00年のファースト・アルバム。想像以上に伸びやかで力強く、一度聴いたら耳から離れないような艶っぽい歌声にびっくり。狂おしいギターが印象的なかつての椎名林檎やCoccoの世界に通じる1曲目、自作曲である壮大なストリングスをバックにした哀感溢れるメロディーの4曲目、プログレ風なアレンジの7曲目、ギター・ノイズとピアノが絡む浮遊感のあるバラードの10曲目、ジーザス・ジョーンズあたりが頭をよぎる11曲目など充実した楽曲が揃っており聴き応えも充分。

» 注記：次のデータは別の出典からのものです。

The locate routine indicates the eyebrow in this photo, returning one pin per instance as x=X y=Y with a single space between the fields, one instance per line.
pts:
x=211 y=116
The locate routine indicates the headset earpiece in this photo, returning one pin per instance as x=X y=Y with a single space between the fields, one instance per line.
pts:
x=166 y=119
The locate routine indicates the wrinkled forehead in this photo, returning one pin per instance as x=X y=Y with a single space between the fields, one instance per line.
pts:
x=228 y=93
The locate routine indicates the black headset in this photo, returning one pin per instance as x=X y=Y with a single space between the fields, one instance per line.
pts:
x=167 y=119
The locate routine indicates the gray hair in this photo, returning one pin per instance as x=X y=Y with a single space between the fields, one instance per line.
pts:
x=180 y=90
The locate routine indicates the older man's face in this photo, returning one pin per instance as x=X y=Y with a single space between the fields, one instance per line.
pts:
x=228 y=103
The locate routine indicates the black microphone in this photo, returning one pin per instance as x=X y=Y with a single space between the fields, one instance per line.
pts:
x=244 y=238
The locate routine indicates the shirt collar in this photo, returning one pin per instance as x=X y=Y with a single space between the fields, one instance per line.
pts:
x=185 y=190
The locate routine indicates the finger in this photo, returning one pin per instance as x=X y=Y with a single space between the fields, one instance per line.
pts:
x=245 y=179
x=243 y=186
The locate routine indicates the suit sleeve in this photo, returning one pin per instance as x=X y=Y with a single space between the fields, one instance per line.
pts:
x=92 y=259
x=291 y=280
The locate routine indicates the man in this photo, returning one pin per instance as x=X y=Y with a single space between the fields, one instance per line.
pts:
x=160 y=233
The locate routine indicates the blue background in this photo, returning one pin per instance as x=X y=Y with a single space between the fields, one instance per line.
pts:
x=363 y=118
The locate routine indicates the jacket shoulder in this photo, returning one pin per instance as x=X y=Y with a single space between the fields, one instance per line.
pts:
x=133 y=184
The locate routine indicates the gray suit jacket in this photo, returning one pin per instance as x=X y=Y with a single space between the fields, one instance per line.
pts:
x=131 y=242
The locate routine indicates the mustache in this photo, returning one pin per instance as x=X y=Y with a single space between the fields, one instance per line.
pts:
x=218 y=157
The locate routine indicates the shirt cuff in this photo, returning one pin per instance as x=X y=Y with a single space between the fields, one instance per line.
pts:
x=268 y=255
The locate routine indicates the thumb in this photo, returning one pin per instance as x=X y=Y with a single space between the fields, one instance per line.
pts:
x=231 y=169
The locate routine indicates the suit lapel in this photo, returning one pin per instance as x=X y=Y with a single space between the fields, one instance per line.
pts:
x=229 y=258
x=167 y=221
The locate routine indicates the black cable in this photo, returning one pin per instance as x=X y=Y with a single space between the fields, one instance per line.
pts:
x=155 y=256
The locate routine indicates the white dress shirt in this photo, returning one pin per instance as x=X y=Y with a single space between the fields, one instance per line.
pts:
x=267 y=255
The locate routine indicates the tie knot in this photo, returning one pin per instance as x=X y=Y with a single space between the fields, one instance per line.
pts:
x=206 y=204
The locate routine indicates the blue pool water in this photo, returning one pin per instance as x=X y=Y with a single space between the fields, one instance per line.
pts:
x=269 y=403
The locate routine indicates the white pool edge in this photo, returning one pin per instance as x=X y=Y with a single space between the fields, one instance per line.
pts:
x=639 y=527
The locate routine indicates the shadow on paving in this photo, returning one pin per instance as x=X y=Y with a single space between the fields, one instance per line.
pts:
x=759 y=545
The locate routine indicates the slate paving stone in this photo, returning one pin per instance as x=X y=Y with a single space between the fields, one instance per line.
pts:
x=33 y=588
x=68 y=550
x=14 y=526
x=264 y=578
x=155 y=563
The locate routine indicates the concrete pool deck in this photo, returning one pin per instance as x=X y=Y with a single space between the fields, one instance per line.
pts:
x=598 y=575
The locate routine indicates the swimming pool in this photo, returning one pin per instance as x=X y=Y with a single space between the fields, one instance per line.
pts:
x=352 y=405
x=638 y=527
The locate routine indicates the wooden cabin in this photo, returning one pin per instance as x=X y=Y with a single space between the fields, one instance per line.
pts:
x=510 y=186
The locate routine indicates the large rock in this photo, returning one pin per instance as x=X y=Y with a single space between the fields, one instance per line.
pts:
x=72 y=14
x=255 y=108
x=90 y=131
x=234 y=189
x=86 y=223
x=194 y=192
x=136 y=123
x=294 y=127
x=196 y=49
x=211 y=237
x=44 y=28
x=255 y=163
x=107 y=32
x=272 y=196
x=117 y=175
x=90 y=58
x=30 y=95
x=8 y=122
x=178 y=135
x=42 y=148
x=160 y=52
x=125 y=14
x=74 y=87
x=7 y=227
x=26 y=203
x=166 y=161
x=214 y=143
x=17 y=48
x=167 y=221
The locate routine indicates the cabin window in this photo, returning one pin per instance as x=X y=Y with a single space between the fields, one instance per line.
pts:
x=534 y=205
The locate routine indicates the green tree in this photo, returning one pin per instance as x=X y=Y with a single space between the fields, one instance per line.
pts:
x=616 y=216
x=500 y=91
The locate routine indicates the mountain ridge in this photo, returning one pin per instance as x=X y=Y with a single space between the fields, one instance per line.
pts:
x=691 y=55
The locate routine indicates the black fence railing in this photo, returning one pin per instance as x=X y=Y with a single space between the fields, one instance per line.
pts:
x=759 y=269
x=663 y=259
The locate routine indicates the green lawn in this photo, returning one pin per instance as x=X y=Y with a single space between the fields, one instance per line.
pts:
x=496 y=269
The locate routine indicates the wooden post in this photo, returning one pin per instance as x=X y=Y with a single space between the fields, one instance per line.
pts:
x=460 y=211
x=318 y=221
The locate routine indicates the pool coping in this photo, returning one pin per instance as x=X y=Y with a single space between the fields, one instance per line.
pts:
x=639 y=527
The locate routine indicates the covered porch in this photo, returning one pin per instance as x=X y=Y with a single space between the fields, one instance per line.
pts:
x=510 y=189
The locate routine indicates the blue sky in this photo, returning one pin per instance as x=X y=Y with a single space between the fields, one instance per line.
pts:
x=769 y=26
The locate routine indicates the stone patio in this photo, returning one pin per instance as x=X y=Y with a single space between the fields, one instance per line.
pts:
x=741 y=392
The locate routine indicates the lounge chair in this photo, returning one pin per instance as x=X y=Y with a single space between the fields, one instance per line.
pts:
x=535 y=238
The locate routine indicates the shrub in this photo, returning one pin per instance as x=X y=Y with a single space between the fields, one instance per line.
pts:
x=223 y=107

アイドル歌謡の枠には収まらない文句なしの力作!!!
「深田恭子の音楽」と聴いて、安っぽいガールズポップスだと思ったら大間違い。
まずは1st.アルバムとなるこの作品を聴いてみてください。
出だし「煌めきの瞬間」からラスト「最後の果実」まで、どことなくダークな雰囲気に包まれたキャッチーな曲がズラリ。
詞も曲も、彼女にしか表現できない不思議な魅力があります。
恋の終わりや絶望というしっかりとしたテーマのもと、時に優しく・時に切なく歌い上げる深田恭子は素晴らしい!
高音から低音までさらりと歌いこなし、さらには作曲までおこなってしまう。
「moon」の次に出たアルバム「Universe」では味わえない、また違った魅力を最大限に楽しめることでしょう。
今になっては彼女の音楽は忘れられがち。
そんな今だからこそ、感じてください。
のほほんとした演技ではなく、歌での深田恭子を。